Saba and Tanuojin were walking along the inside of the curve. Tanuojin was pointing off across the building and talking, but Saba saw her, elbowed him to be quiet, and they turned and watched her come up to them. Saba waved one hand at the building.

“Look at this theater he’s building with the money you got for him. He hasn’t even thanked you, has he?”

“She’s getting what she wants.” Tanuojin slid his hands under his belt, looking down at her. Uneasily she wondered again how much he knew of her conversation in the White Market with Dick Bunker.

“He says you have some idea we can use this subpoena against Machou.” Saba’s hand on her shoulder steered her across the hard-packed dirt toward the opening in the curved wall. Tanuojin went ahead of them through the gap. He looked back over his shoulder at her, his eyes yellow as bile. He knew everything. Saba shook her. “Tell me.”

She shrugged against his grip, and he let her go. They went out of the theater. Tanuojin was some way ahead of them. She said, “They have no case against you on any of those counts except the one. You’ll make them look very stupid, if you go down there and prove it.”
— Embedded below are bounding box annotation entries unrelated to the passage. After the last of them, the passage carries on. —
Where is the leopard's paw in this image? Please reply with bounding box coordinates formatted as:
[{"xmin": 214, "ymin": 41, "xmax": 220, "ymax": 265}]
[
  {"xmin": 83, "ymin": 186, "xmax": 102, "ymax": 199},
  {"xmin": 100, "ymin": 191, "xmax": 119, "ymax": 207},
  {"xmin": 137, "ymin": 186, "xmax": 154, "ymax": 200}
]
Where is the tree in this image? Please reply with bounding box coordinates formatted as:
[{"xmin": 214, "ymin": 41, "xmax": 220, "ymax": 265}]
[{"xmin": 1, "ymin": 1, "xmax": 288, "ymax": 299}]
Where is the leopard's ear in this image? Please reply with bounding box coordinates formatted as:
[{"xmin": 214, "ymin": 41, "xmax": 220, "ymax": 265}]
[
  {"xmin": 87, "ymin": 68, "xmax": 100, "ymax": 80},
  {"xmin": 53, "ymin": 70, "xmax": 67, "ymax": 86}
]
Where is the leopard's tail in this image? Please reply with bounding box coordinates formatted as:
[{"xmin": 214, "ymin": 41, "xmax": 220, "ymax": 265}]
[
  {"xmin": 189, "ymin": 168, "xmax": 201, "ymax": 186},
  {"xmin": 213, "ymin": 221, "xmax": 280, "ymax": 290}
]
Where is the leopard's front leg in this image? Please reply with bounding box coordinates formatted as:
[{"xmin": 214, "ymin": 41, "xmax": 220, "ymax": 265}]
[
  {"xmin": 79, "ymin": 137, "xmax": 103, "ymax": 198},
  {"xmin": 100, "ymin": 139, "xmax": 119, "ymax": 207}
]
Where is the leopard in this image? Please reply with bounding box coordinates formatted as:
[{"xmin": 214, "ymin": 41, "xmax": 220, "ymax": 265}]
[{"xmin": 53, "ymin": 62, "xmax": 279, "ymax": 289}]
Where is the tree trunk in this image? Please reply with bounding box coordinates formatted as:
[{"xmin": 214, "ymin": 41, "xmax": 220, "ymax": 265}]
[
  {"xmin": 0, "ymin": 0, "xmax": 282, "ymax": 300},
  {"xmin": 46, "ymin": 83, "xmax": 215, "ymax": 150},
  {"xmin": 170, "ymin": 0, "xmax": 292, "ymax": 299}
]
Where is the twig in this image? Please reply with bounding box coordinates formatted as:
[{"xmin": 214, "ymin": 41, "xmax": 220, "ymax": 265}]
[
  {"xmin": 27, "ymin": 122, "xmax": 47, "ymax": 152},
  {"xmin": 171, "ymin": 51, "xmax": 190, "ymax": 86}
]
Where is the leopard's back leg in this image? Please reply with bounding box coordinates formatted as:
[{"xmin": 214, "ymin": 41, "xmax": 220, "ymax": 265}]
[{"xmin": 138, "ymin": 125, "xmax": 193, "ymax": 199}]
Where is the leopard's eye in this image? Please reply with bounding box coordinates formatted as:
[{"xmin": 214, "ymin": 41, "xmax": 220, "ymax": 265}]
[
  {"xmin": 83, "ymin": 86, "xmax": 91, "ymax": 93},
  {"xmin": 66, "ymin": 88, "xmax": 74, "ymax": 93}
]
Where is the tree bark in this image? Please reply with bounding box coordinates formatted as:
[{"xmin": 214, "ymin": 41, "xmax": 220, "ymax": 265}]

“How does that help me against Machou?”

“Machou can’t deal with the Middle Planets. Show you can, and who will the others listen to, you or Machou?”

On the far side of the bridge, Tanuojin stopped beside a paddy, sank down on his heels, and thrust his hand into the water. She slowed her walk. Saba was staring at the ground in front of him. He fell to her pace.

“Jesus, you talk well.” He thrust his head up, toward Tanuojin, on the far side of the bridge. “He wants to do it. Not for your reasons. He’s afraid of losing that money. Did you guess that, too? I don’t trust you, Paula, you’re running me again, like at the Nineveh.”

She led him onto the bridge. If Tanuojin wanted to go, he could talk Saba into it. “What are those vines?”

“Rellah vines.” He went down the slope of the bridge to the paddy. Kneeling, he pulled the end of a vine out of the water. He pierced the thick dark skin with one claw and pressed his thumbs on either side of the wound. A trace of pale sap oozed out. “When they mature, they’re transplanted into a dry bed and staked up, and a tube is grafted into the body to tap off the gul. The milk. Most of the plastic in Styth is made out of rellah gul.”

“What’s the cloth for?” She pointed through the standing water.